Wine-based cocktails turning heads

Wine-based cocktails turning heads

Hunter Valley winemakers may have raised their eyebrows when local bar manager Jamie Walker began using their wines in his cocktails, but he says the concept is taking off. Walker, of Goldfish Hunter Valley, told The Shout the idea of wine-based cocktails came from his experience bartending in fine dining restaurants with cocktail bars attached in his native home of Scotland. As well as creating drinks that were local and unique, Walker said the lower alcohol wine-based cocktails on the menu were well suited to the bar’s rural location, which is only accessible by car.

New winemaker at Craggy Range (NZ)

Having moved up “through the ranks” as part of the Craggy Range winemaking team Matt Stafford has been appointed the widely acclaimed Havelock North vineyard’s chief winemaker. Mr Stafford, who joined Craggy Range in 2006 as an associate winemaker, will take the reins from Rod Easthope on June 1 and his first major focus will be preparing the winery for the challenge of the upcoming harvest, reports Hawke’s Bay Today.

Natural wine fair for UK

Natural wine remains ‘marginal’ in the UK, but organisers of the UK’s first artisan wine fair still aim to attract 1500 people to the inaugural event. More than 150 natural wine producers have already signed up for RAW including the Loire’s Nicolas Joly and Alsace’s Josmeyer. The London trade and consumer event takes place in May, and its creator, Isabelle Legeron MW, has plans to take the concept to other countries, reports Decanter.

California wines get major boost against Pierce’s disease (US)

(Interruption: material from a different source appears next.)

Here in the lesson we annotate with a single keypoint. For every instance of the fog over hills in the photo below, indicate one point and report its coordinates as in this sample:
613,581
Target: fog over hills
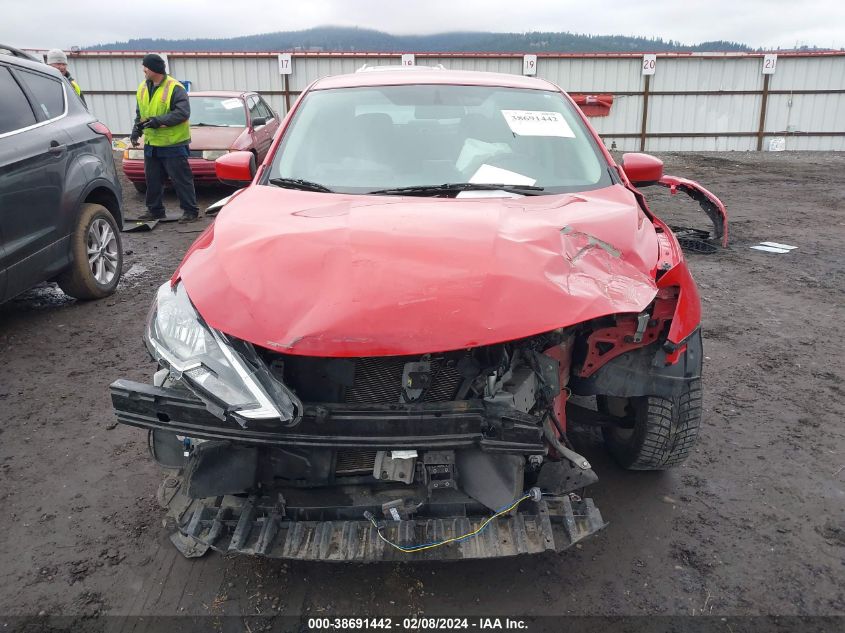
354,39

A team of researchers has found a way to ensure that your evening glass of wine will continue to be available, despite the potential attack of Xylella fastidiosa (Xf), a bacterium that causes Pierce’s disease and poses a significant threat to the California wine industry’s valuable grapevines. Researchers from Los Alamos National Laboratory (LANL), University of California at Davis (UCD), and the U.S. Department of Agriculture’s Agricultural Research Service have created specially engineered grapevines that produce a hybrid antimicrobial protein that can block Xf infection, reports Western Farm Press.

ViniPortugal unveils ambitious growth plan (Portugal)

ViniPortugal are planning to boost sales of Portuguese wine in the UK by 8% over the next three years. Using an annual budget of €500,000, the organisation is targeting 30 restaurants and 30 independent wine merchants in London, Manchester and Edinburgh with promotions and tastings. Speaking to The Drinks Business, Nuno Vale, marketing director at ViniPortugal said, “We will be more modern, provocative and aggressive in our promotion of Portuguese wine.”

Quality Barossa vintage

Perfect weather set the scene for the Declaration of Vintage in Tanunda on Sunday, reports the Barossa & Light Herald. Forecasting the result of the 2012 vintage, Louisa Rose said things were looking like another good year. “You know it’s a good vintage when winemakers are relaxed and even have time to go to lunch,” she said. “Grapes are well-coloured and the flavour is also very good. All we have to do is pick the grapes at the right time for a great result.”

China warms to white wine (China)

China is developing a growing thirst for white wine, according to Vinexpo. Red wines still make up 91% of total wine consumption in China, but white wine drinking rose 19% last year, with 70% further growth expected by 2015. Last week, the global wine and spirits exhibition group spelt out its views in Shanghai of the fast-developing Chinese wine market. Dominique Heriard Dubreuil, chairman of both Vinexpo and Rémy Cointreau, said China’s developing taste for white wine presents an educational challenge to vintners worldwide, reports The Drinks Business.

Tassie wine wows expert

Arguably the world’s most respected wine commentator has given Tasmania a huge thumbs up. Leading United Kingdom wine expert, and wine adviser to the Queen, Jancis Robinson, has given the local wine industry a glowing endorsement. The celebrated wine writer describes local Chardonnays as “stupendous”, Pinots as “very promising” and wines produced by an ambitious “new wave” of young smallholder-winemakers as as having “an intensity that transends the norm”, reports The Mercury.

Perfectly aged to serve

In the past couple of years, Sydney’s drinking scene has undergone huge changes, with the explosion of small bars throughout the city run by young, switched-on proprietors. In restaurants, a quieter revolution has occurred. There is a far greater number of sommeliers, a role traditionally filled by more mature types, and they are getting younger. At some fine-diners, wine recommendations are made by highly trained and knowledgable sommeliers younger than 35. Many bright, young things are making their mark in the industry, reports the Sydney Morning Herald.

Food, wine trail on Sapphire Coast table

An initiative of Sapphire Coast Tourism aimed at developing a food and wine trail along the Far South Coast was launched on Friday. SCT is putting the call out for interested food and wine producers to sign up to a database that will be used to market the region’s incredible resources on a bigger stage. There are lofty aims for future projects, but this is just “the beginning of the story” according to SCT tourism and marketing manager Anthony Osborne, reports Bega District News.